- Born: Maxine Olive Guldner September 10, 1920 Salem, Oregon, United States
- Died: October 3, 2003 (aged 83) Pattaya, Thailand
- Occupation: Businesswoman
- Known for: Introducing bottled water to Thailand

= Maxine North =

American businesswoman in Thailand (1920–2003)

Maxine Woodfield North (September 10, 1920 – October 3, 2003) was an American businesswoman who lived and worked in Thailand. She arrived in the country in 1950 with her husband Robert G. North, a screenwriter and reported CIA agent.

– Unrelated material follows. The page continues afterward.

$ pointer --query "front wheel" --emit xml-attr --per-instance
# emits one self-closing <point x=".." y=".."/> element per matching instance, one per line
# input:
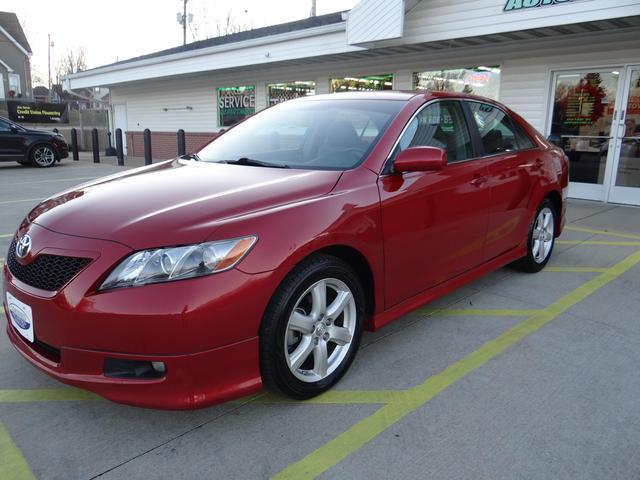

Noted most for introducing bottled water to Thailand with her Polaris brand, her other businesses included carbon dioxide producer Pure Gas, consultant firm Rak, Fairbarns and North, and Thai Celadon, a company that helped revive and popularize celadon ceramics in Chiang Mai.

==Early life and career==
North was born Maxine Olive Guldner on September 10, 1920, in Salem, Oregon, but grew up using the family name Woodfield, after her stepfather, who was a telephone line foreman. She graduated from Salem High School in 1938 and attended a secretarial school in her hometown. (Note: A 1962 article says she received a degree in business administration from the University of Oregon.) She worked at the Ladd and Bush Branch of the United States National Bank of Portland before moving to Washington, D.C. in 1941, where she performed censorship work as chief clerk in the Information Control Branch of the Department of War. She later moved to California, where she worked as an executive secretary for Columbia Pictures in Hollywood. There, she met her future husband, Robert G. North, who was a screenwriter working on the 1948 film The Sign of the Ram. They married in 1949.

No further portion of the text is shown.